In [1]:
'''
author: Yike Xie
data: 11/26/2023
content: compute the statistical significance of correlation analysis shown in the manuscript
'''

'\nauthor: Yike Xie\ndata: 11/26/2023\ncontent: compute the statistical significance of correlation analysis shown in the manuscript\n'

In [2]:
import os
import sys
import numpy as np
import pandas as pd

import matplotlib.pyplot as plt
from matplotlib import rcParams
import seaborn as sns

import scanpy as sc
import pickle

In [3]:
def sig_dataset(feas_fn, data_fn):
    print('load features')
    with open(feas_fn, 'rb') as f:
        features = pd.read_pickle(f)
    
    print('load dataset')
    adata = sc.read_h5ad(data_fn)
    sc.pp.normalize_total(adata, target_sum=1e6)

    print('filter genes')
    sc.pp.filter_genes(adata, min_cells=10)

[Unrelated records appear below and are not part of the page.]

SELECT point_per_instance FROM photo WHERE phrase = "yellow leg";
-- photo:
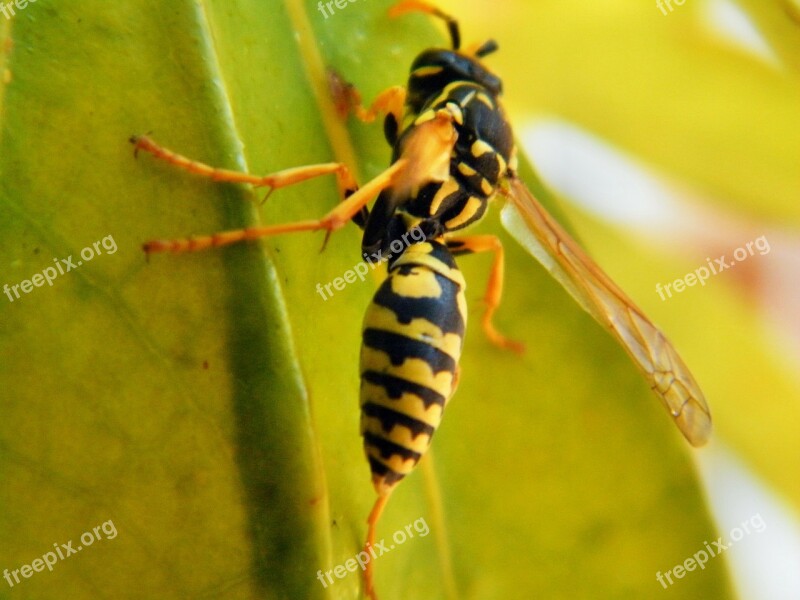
(354, 199)
(407, 6)
(494, 288)
(332, 221)
(345, 180)
(348, 99)
(372, 525)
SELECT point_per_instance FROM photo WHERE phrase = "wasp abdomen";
(412, 339)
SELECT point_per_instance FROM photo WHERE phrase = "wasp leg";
(494, 289)
(407, 6)
(273, 181)
(348, 99)
(372, 524)
(354, 199)
(332, 221)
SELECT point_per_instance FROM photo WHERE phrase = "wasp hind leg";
(407, 6)
(354, 198)
(494, 288)
(372, 525)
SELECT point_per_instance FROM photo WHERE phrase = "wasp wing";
(667, 374)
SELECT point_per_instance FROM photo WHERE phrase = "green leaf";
(206, 405)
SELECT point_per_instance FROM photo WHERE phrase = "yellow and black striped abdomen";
(412, 339)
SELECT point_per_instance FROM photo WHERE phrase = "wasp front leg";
(390, 102)
(494, 288)
(354, 199)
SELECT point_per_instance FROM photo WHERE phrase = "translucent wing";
(667, 374)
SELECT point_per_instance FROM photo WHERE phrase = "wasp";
(453, 152)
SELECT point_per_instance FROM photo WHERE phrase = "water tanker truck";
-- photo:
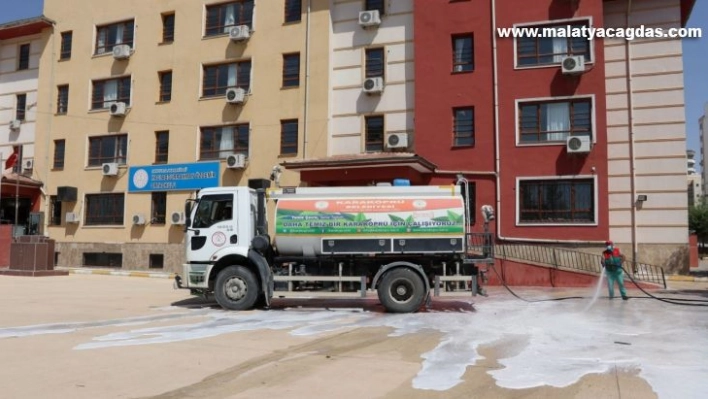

    print('Add features to adata')
    for col in features.columns:
        adata.obs[col] = features.loc[adata.obs_names][col]

    return adata

In [4]:
feas_fn = '/home/yike/phd/cancer_cells_img_seq/figures/combine_features.pkl'
data_fn = '/home/yike/phd/cancer_cells_img_seq/data/combine_gene.h5ad'
adata = sig_dataset(feas_fn, data_fn)

load features
load dataset
filter genes
Add features to adata


In [37]:
# add the average fluorescent intensity of each channel to the dataset
df = pd.DataFrame(index=adata.obs_names, columns=adata.obs['wavelengths'].iloc[0])
for i in df.index:
    df.loc[i] = adata.obs['spectra'].loc[i] / adata.obs['area'].loc[i]
    
for col in df.columns:
    adata.obs['{}_{}'.format(col[0], col[1])] = df.loc[adata.obs_names][col]
    
# add the ratio of channel 4 [3] to channel 2 [1] after background subtraction to dataset    
adata.obs['C4_C2'] = df[df.columns[3]] / df[df.columns[1]]

In [41]:
## divide live and dead cells according to the fraction o mitochondrial reads
live_cells = adata.obs[adata.obs['pct_counts_mt'] < 25].index
dead_cells = adata.obs[adata.obs['pct_counts_mt'] > 25].index

# create dataset only having cells with low percentage of mitochondrial reads
adata_live = adata[live_cells, :]

# Average spectra
adata_live.obs['spectra_norm'] = np.array(adata_live.obs['spectra'].tolist()).mean(axis=1) / adata_live.obs['area']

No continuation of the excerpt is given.